Both v1 and v2 has multiple kinect support.

Code for v1:MultiKinect

Code for v2:MultiKinect2

Point Cloud

Code for v1: PointCloud

Code for v2: PointCloud

Here, we’re doing something a bit fancier. Number one, we’re using the 3D capabilities of Processing to draw points in space. You’ll want to familiarize yourself with translate(), rotate(), pushMatrix(), popMatrix(). This tutorial is also a good place to start. In addition, the example uses a PVector to describe a point in 3D space. More here: PVector tutorial.

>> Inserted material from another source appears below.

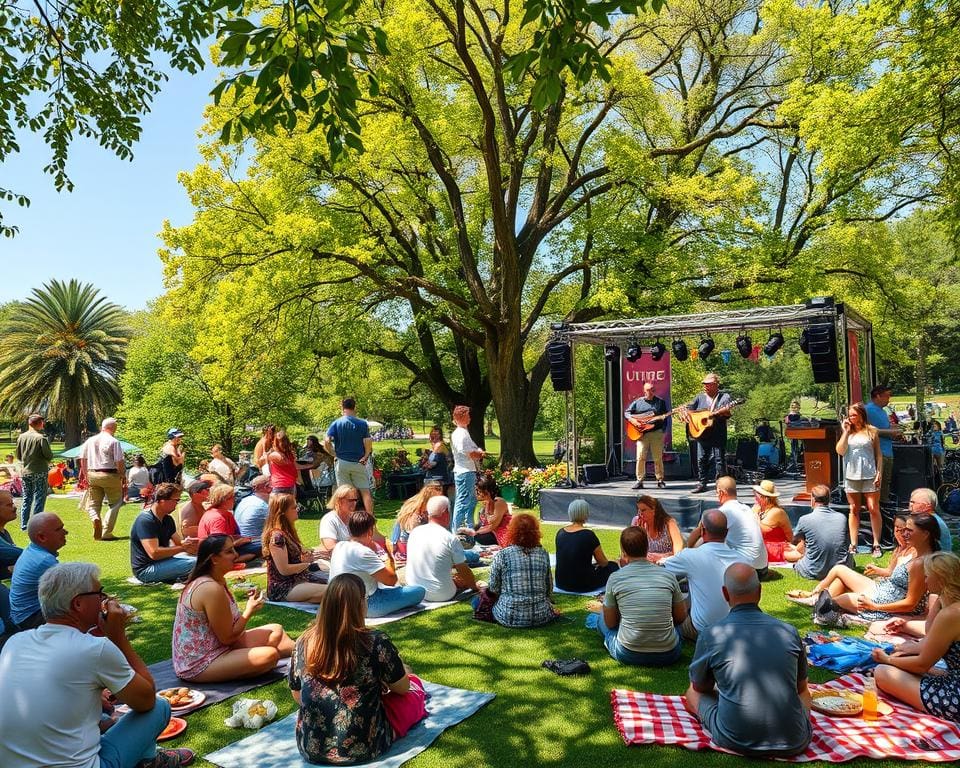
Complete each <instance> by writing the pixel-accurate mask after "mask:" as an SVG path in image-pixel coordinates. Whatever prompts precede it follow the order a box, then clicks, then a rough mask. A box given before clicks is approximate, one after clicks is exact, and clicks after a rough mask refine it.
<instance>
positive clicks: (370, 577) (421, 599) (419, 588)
mask: <svg viewBox="0 0 960 768" xmlns="http://www.w3.org/2000/svg"><path fill="white" fill-rule="evenodd" d="M349 527H350V541H341V542H339V543H338V544H337V546H336V547H334V549H333V556H332V557H331V558H330V578H331V579H333V578H334V577H335V576H338V575H340V574H341V573H355V574H356V575H357V576H359V577H360V578H361V579H362V580H363V583H364V585H365V586H366V590H367V616H370V617H371V618H377V617H380V616H386V615H387V614H390V613H395V612H396V611H401V610H403V609H404V608H410V607H412V606H414V605H417V604H418V603H419V602H420V601H422V600H423V598H424V595H426V590H425V589H424V588H423V587H418V586H415V585H410V586H396V585H397V571H396V567H395V566H394V564H393V558H392V557H390V554H389V553H386V559H385V560H381V559H380V557H379V555H378V554H377V546H376V543H375V542H374V531H376V527H377V521H376V518H374V516H373V515H371V514H370V513H369V512H367V511H366V510H357V511H356V512H354V513H353V514H352V515H350V523H349Z"/></svg>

The real work of this example, however, doesn’t come from me at all. The raw depth values from the kinect are not directly proportional to physical depth. Rather, they scale with the inverse of the depth according to this formula:

depthInMeters = 1.0 / (rawDepth * -0.0030711016 + 3.3309495161);

Rather than do this calculation all the time, we can precompute all of these values in a lookup table since there are only 2048 depth values.

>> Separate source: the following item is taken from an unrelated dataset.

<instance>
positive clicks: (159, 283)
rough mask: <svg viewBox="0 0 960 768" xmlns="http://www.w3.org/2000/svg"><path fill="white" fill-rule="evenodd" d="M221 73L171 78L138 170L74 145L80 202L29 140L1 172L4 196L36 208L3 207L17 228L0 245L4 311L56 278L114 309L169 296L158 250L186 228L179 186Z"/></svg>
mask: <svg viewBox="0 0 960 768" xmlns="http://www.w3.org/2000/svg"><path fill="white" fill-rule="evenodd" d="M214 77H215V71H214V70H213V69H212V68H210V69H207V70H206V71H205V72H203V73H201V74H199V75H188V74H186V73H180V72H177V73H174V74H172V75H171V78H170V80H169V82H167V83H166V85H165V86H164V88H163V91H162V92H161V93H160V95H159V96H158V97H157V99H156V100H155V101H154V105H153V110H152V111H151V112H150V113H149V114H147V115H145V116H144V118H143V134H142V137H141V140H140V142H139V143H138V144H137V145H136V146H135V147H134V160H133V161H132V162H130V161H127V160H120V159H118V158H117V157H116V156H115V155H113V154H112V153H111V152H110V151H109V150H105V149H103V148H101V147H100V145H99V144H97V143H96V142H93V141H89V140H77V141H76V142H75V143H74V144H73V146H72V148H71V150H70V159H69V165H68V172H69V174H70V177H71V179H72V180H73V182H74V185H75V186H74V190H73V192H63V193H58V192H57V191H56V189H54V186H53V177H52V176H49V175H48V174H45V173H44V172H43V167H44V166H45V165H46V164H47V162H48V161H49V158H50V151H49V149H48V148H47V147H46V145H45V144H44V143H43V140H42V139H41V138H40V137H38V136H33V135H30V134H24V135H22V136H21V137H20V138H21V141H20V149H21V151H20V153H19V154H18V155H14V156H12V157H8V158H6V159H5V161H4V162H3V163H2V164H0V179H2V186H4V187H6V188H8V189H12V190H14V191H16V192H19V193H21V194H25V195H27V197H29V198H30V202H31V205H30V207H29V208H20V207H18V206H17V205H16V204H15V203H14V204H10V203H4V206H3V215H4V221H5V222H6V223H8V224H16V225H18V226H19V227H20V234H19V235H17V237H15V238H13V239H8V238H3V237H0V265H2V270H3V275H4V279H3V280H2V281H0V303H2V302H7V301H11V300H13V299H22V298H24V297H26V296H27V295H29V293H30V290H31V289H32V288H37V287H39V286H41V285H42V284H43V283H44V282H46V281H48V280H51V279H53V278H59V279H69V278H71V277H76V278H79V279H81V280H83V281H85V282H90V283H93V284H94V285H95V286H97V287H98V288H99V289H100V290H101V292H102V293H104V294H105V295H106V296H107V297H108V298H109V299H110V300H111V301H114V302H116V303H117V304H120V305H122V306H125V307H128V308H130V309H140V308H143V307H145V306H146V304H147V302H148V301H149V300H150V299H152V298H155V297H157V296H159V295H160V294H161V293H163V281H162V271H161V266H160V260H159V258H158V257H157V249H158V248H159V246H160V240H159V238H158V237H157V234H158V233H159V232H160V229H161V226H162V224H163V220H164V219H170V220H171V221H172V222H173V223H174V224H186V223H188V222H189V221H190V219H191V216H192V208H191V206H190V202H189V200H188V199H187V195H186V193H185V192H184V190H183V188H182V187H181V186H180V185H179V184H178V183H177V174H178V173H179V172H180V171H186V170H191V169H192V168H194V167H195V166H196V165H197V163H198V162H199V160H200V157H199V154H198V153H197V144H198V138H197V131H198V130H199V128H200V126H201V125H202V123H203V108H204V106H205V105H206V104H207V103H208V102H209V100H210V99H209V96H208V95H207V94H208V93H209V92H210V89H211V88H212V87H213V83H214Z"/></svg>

float[] depthLookUp = new float[2048];
for (int i = 0; i < depthLookUp.length; i++) {
  depthLookUp[i] = rawDepthToMeters(i);
}

float rawDepthToMeters(int depthValue) {
  if (depthValue < 2047) {
    return (float)(1.0 / ((double)(depthValue) * -0.0030711016 + 3.3309495161));
  }
  return 0.0f;
}

Thanks to Matthew Fisher for the above formula. (Note: for the results to be more accurate, you would need to calibrate your specific kinect device, but the formula is close enough for me so I’m sticking with it for now. More about calibration in a moment.)

Finally, we can draw some points based on the depth values in meters:

  for(int x = 0; x < w; x += skip) {
    for(int y = 0; y < h; y += skip) {
      int offset = x + y * kinect.width;

      // Convert kinect data to world xyz coordinate
      int rawDepth = depth[offset];
      PVector v = depthToWorld(x, y, rawDepth);

      stroke(255);
      pushMatrix();
      // Scale up by 200
      float factor = 200;
      translate(v.x * factor, v.y * factor, factor-v.z * factor);
      // Draw a point
      point(0,0);
      popMatrix();
    }
  }

Average Point Tracking

The real magic of the kinect lies in its computer vision capabilities. With depth information, you can do all sorts of fun things like say: “the background is anything beyond 5 feet. Ignore it!” Without depth, background removal involves all sorts of painstaking pixel comparisons. As a quick demonstration of this idea, here is a very basic example that compute the average xy location of any pixels in front of a given depth threshold.

Source for v1: AveragePointTracking

Source for v2: AveragePointTracking2

In this example, I declare two variables to add up all the appropriate x’s and y’s and one variable to keep track of how many there are.

float sumX = 0;
float sumY = 0;
float count = 0;

Then, whenever we find a given point that complies with our threshold, I add the x and y to the sum:

  if (rawDepth < threshold) {
    sumX += x;
    sumY += y;
    count++;
  }

When we’re done, we calculate the average and draw a point!

if (count != 0) {
  float avgX = sumX / count;
  float avgY = sumY / count;
  fill(255, 0, 0);
  ellipse(avgX, avgY, 16, 16);
}

What’s missing?

FAQ

  1. What are there shadows in the depth image (v1)? Kinect Shadow diagram
  2. What is the range of depth that the kinect can see? (v1) ~0.7–6 meters or 2.3–20 feet. Note you will get black pixels (or raw depth value of 2048) at both elements that are too far away and too close.